Publicado 06/11/2025 09:12

Albares retorna para discutir o uso do catalão no Parlamento Europeu com Metsola, mas não há progresso

O Ministro de Relações Exteriores, União Europeia e Cooperação, José Manuel Albares, e a Presidente do Parlamento Europeu, Roberta Metsola, se reúnem em Bruxelas
MINISTERIO DE ASUNTOS EXTERIORES

BRUXELAS/MADRI 6 nov. (EUROPA PRESS) -

O Ministro dos Negócios Estrangeiros, União Europeia e Cooperação, José Manuel Albares, voltou a discutir com a Presidente do Parlamento Europeu, Roberta Metsola, o pedido do Governo para que o catalão, o basco e o galego possam ser usados nas sessões plenárias, mas não houve progresso nessa questão.

Fontes do Ministério das Relações Exteriores confirmaram que "o uso das línguas oficiais no Parlamento Europeu" foi um dos assuntos abordados na reunião de trabalho realizada na quinta-feira em Bruxelas, sem entrar em mais detalhes, enquanto o Parlamento Europeu se limitou a informar à Europa Press que "não há novos desenvolvimentos".

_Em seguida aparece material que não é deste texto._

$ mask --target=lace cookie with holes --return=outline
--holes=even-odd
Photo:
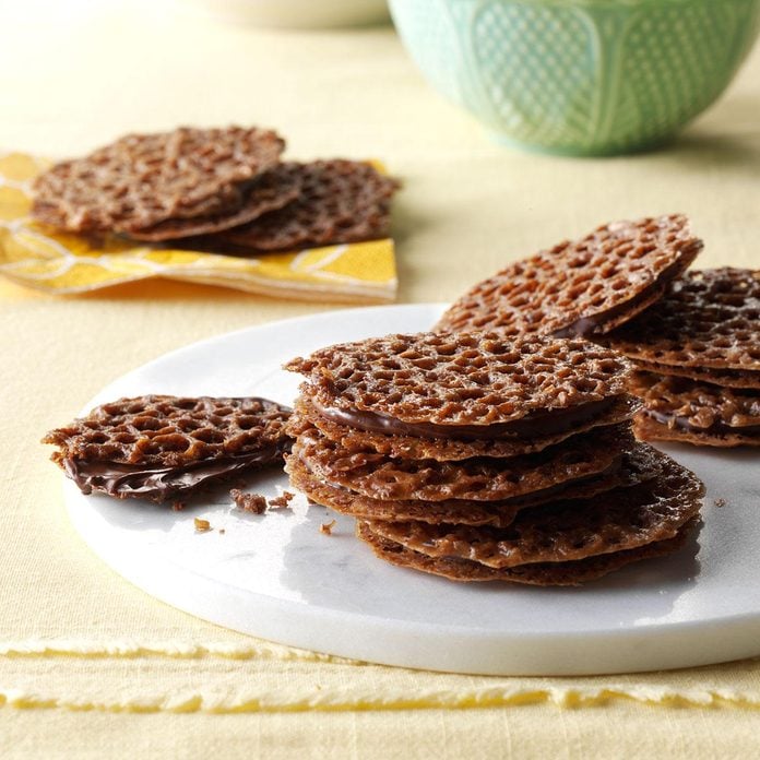
[[[32,214],[69,231],[126,234],[221,216],[240,209],[242,185],[276,166],[284,147],[280,135],[258,128],[128,134],[43,173]]]
[[[542,425],[547,435],[565,424],[577,429],[577,418],[562,423],[561,415],[625,395],[630,372],[616,352],[581,339],[508,339],[498,332],[373,337],[320,349],[285,369],[308,378],[309,400],[322,414],[340,412],[336,416],[352,427],[378,424],[402,432],[389,428],[392,418],[406,426],[440,426],[423,428],[427,437],[463,439],[497,425],[504,428],[489,437],[523,430],[533,438]],[[379,419],[343,414],[355,412]]]
[[[478,283],[436,329],[606,333],[656,301],[701,249],[682,214],[607,224]]]
[[[399,460],[371,449],[343,449],[313,428],[298,436],[292,456],[317,479],[373,499],[497,501],[615,472],[632,444],[629,427],[597,428],[537,454],[462,462]]]
[[[760,446],[756,390],[650,372],[636,372],[632,389],[644,402],[634,423],[639,438],[722,448]]]
[[[97,406],[43,442],[83,492],[161,502],[281,463],[289,414],[266,399],[145,395]]]
[[[657,477],[607,491],[582,506],[557,501],[525,510],[506,529],[370,521],[373,533],[430,557],[468,559],[489,568],[566,562],[674,538],[700,508],[703,486],[661,454]]]
[[[277,211],[210,238],[248,251],[282,251],[385,237],[395,179],[366,162],[290,162],[283,171],[300,187]]]
[[[688,272],[605,342],[645,368],[757,387],[760,271],[725,266]]]

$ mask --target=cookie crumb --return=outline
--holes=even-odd
[[[207,531],[211,531],[211,523],[207,520],[203,520],[202,518],[193,518],[192,521],[195,524],[197,533],[206,533]]]
[[[233,488],[229,491],[233,501],[239,509],[253,514],[263,514],[266,511],[266,499],[261,494],[251,494],[242,491],[239,488]]]
[[[324,533],[325,536],[331,536],[332,530],[333,530],[333,527],[335,527],[336,523],[337,523],[337,520],[331,520],[329,523],[322,523],[319,526],[319,532]]]
[[[277,496],[274,499],[269,500],[269,506],[272,509],[288,509],[290,506],[290,501],[295,498],[295,494],[290,494],[290,491],[283,491],[282,496]]]

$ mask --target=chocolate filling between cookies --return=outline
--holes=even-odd
[[[389,436],[414,436],[420,438],[447,438],[471,441],[488,441],[510,436],[548,436],[572,430],[579,425],[608,412],[620,396],[581,404],[575,408],[539,412],[511,423],[496,425],[437,425],[435,423],[405,423],[381,412],[360,412],[323,406],[313,396],[311,404],[317,412],[333,423],[346,427],[382,432]]]
[[[661,425],[666,425],[668,428],[680,430],[681,432],[693,432],[702,435],[739,435],[739,436],[757,436],[760,434],[760,425],[726,425],[725,423],[713,423],[708,427],[699,427],[697,425],[691,425],[688,417],[681,417],[675,414],[665,414],[663,412],[656,412],[655,409],[644,409],[642,414],[646,417],[651,417],[655,423]]]

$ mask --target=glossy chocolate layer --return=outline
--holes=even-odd
[[[509,436],[548,436],[571,430],[583,423],[603,415],[619,400],[618,396],[593,401],[570,409],[557,409],[532,414],[512,423],[498,425],[436,425],[434,423],[404,423],[379,412],[345,411],[322,406],[313,397],[314,408],[326,419],[371,432],[389,436],[414,436],[419,438],[455,438],[460,440],[487,441]]]
[[[83,494],[100,491],[118,498],[143,497],[153,501],[164,501],[173,496],[193,490],[207,482],[281,460],[282,450],[272,447],[253,454],[194,462],[180,467],[83,462],[71,458],[63,459],[61,464],[67,475]]]
[[[642,414],[654,419],[661,425],[666,425],[668,428],[680,430],[682,432],[692,432],[696,435],[739,435],[739,436],[757,436],[760,435],[760,425],[746,425],[738,427],[735,425],[726,425],[725,423],[713,423],[709,427],[698,427],[691,425],[688,417],[679,417],[674,414],[664,414],[654,409],[645,409]]]

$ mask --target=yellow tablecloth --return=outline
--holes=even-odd
[[[19,7],[23,3],[16,3]],[[423,83],[390,28],[266,33],[180,3],[0,10],[0,150],[261,123],[290,155],[382,157],[405,189],[400,300],[447,300],[601,222],[686,211],[703,265],[760,260],[760,50],[667,150],[507,151]],[[0,282],[0,756],[751,757],[760,663],[482,678],[331,661],[165,606],[83,545],[38,444],[107,382],[228,330],[334,305],[150,281],[57,298]],[[753,751],[755,750],[755,751]]]

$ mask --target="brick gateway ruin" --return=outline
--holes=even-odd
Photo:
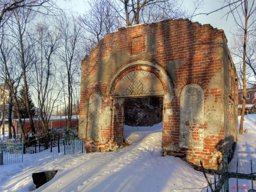
[[[79,133],[87,152],[122,145],[125,98],[161,97],[164,155],[217,169],[237,134],[226,42],[222,30],[181,19],[107,35],[82,61]]]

A última vez que o ministro discutiu essa questão com Metsola foi em dezembro passado, depois de ter enviado cartas a ele em três ocasiões - setembro de 2022, março de 2024 e setembro do mesmo ano - nas quais solicitava a adoção de um acordo administrativo que permitisse o uso dos três idiomas co-oficiais no Parlamento Europeu, como já acontece em outras instituições da UE.

Em outubro de 2024, o político maltês encomendou uma avaliação do impacto do reconhecimento das três línguas co-oficiais como línguas de uso em suas sessões plenárias ao grupo de trabalho da Mesa sobre a língua e os serviços linguísticos dos cidadãos, composto por cinco vice-presidentes do Parlamento Europeu, incluindo os eurodeputados espanhóis Esteban González Pons (PP) e Javi López (PSC).

Em uma entrevista concedida em setembro passado a vários meios de comunicação, incluindo a Europa Press, Metsola disse que não tinha medo de abordar essa questão, embora reconhecesse que "não é fácil" e que faria progressos à medida que tivesse os elementos para isso, ou seja, o relatório a ser elaborado pelo grupo de trabalho.

UM ANO DO GRUPO DE TRABALHO

A reunião ocorre quase um ano depois que o grupo de trabalho se reuniu pela primeira vez para examinar a solicitação do governo em nome da Metsola.

O grupo, que discutiu o assunto várias vezes desde então, sem nenhum progresso, havia planejado se reunir novamente na véspera da visita de Albares a Bruxelas, mas acabou sendo cancelada por motivos de agenda. Fontes consultadas pela Europa Press indicam que o grupo se reunirá novamente em dezembro, embora a data não tenha sido anunciada.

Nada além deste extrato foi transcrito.